Il top manager della Impregilo -stuzzica- l'esecutivo: “Progetto pronto, ora tocca al Governo”. Ad oggi, però, manca anche la parte dei fondi non statale (3,8 miliardi) che dovrebbe servire a finanziare il collegamento stabile tra Sicilia e Calabria. Ammesso che quello del ponte sia considerato un investimento davvero remunerativo
Nelle vesti di presidente di Impregilo – capogruppo del Consorzio Eurolink, general contractor per la relizzazione del collegamento stabile tra la Sicilia e il Continente – Massimo Ponzellini ha incalzato il Governo a dare risposte sulla realizzazione del ponte sullo Stretto di Messina, visto che l’impresa da lui diretta e che fa da contraente generale ha già depositato il progetto definitivo e il cronoprogramma dei lavori. ”Abbiamo presentato il progetto definitivo con i tempi – ha affermato Ponzellini, sollecitato dai cronisti a margine di un evento a Palazzo Marino a Milano sulla grande opera nel Mezzogiorno – il governo darà una risposta”. Una risposta, quella auspicata dai veritici di Impregilo, che fa da contraltare ai tanti quesiti che ancora ammantano il futuro dell’opera. Uno su tutti: chi ne finanzierà la costruzione?
Come si ricorderà, tra le principali obiezioni mosse dai contrari alla mega-infrastruttura, esiste quella che vorrebbe destinare i fondi previsti per il ponte verso la realizzazione e/o il potenziamento di altre infrastrutture ritenute prioritarie per il Paese, con specifico riferimento al Sud della penisola. I favorevoli controbattono adducendo che i fondi necessari alla costruzione dell’opera verrebbero per la maggior parte dall’ambito privato, secondo il metodo del project financing. La copertura del 60 per cento del fabbisogno, infatti, è attualmente prevista attraverso il reperimento di finanziamenti sui mercati nazionali ed internazionali dei capitali secondo lo schema tipico della finanza di progetto, mentre il restante 40 per cento sarà coperto da un contributo pubblico ed un aumento di capitale della società Stretto di Messina Spa (per un onere complessivo stimato in circa 6,3 miliardi di euro).
In questa configurazione ideale, sono i soggetti privati a finanziare, in tutto o in parte, con proprie risorse, una determinata opera pubblica in cambio degli utili che deriveranno dai flussi di cassa generati dalla gestione dell’opera stessa. Ma nel caso del ponte sullo Stretto, ad oggi, salvo un preliminare quanto aleatorio interesse della China Development Bank, manca ancora questo tassello fondamentale. Al di là degli schiarimenti venutisi a creare tra favorevoli e contrari infatti, servirà, probabilmente, tutta la persuasione del Governo italiano nei confronti dei grandi fondi d’investimento mondiali ma, sopratutto, occorreranno certezze sulle stime di traffico (costantemente in calo) e sulla reale remuneratività dell’infrastruttura (come “raccomandato” dalla Corte dei Conti non più tardi di 12 mesi fa).

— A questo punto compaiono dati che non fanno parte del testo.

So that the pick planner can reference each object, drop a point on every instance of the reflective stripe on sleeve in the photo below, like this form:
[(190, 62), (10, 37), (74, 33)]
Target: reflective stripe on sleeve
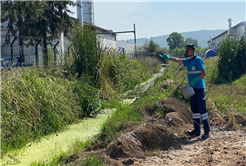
[(194, 72), (196, 116), (204, 116)]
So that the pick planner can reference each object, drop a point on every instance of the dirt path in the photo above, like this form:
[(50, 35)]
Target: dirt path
[(224, 148)]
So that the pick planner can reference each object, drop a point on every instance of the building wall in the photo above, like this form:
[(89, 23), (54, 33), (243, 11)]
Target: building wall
[(108, 43), (127, 46), (237, 32)]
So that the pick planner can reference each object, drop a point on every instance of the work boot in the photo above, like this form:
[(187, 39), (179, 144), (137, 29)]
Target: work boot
[(205, 136), (193, 133)]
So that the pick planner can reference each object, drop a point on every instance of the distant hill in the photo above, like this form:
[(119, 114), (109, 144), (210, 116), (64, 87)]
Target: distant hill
[(201, 36)]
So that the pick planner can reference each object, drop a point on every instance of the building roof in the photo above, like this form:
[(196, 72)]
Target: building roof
[(241, 23), (99, 28)]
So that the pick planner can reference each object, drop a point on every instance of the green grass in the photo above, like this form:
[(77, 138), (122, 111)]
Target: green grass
[(225, 96)]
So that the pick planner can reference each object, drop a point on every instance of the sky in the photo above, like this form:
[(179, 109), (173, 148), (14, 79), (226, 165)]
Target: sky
[(160, 17)]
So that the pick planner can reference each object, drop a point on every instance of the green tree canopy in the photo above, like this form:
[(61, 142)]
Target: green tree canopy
[(175, 40), (40, 19), (18, 13), (151, 46), (191, 41)]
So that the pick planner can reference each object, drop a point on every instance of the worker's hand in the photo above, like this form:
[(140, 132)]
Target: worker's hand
[(165, 56), (194, 81)]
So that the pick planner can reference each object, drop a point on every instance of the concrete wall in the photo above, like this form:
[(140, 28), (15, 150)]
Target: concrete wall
[(108, 43), (127, 46), (236, 32)]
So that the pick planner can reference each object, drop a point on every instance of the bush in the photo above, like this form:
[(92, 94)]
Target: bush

Farà scuola, in tale ottica, l’esperienza del Golden Gate di San Francisco che, nonostante il traffico medio di circa 100mila veicoli al giorno (contro gli attuali 10mila dello Stretto), produce perdite per circa 30 milioni di euro l’anno. Va da sé che una gestione “in perdita”, pur giustificabile per un’Amministrazione statale, specie per servizi di pubblica utilità (basti pensare a quelli sanitari o dell’istruzione), non è parimenti sostenibile per un investimento di tipo privato. Su queste basi, sarà facile reperire quanto necessario per l’agognato ponte?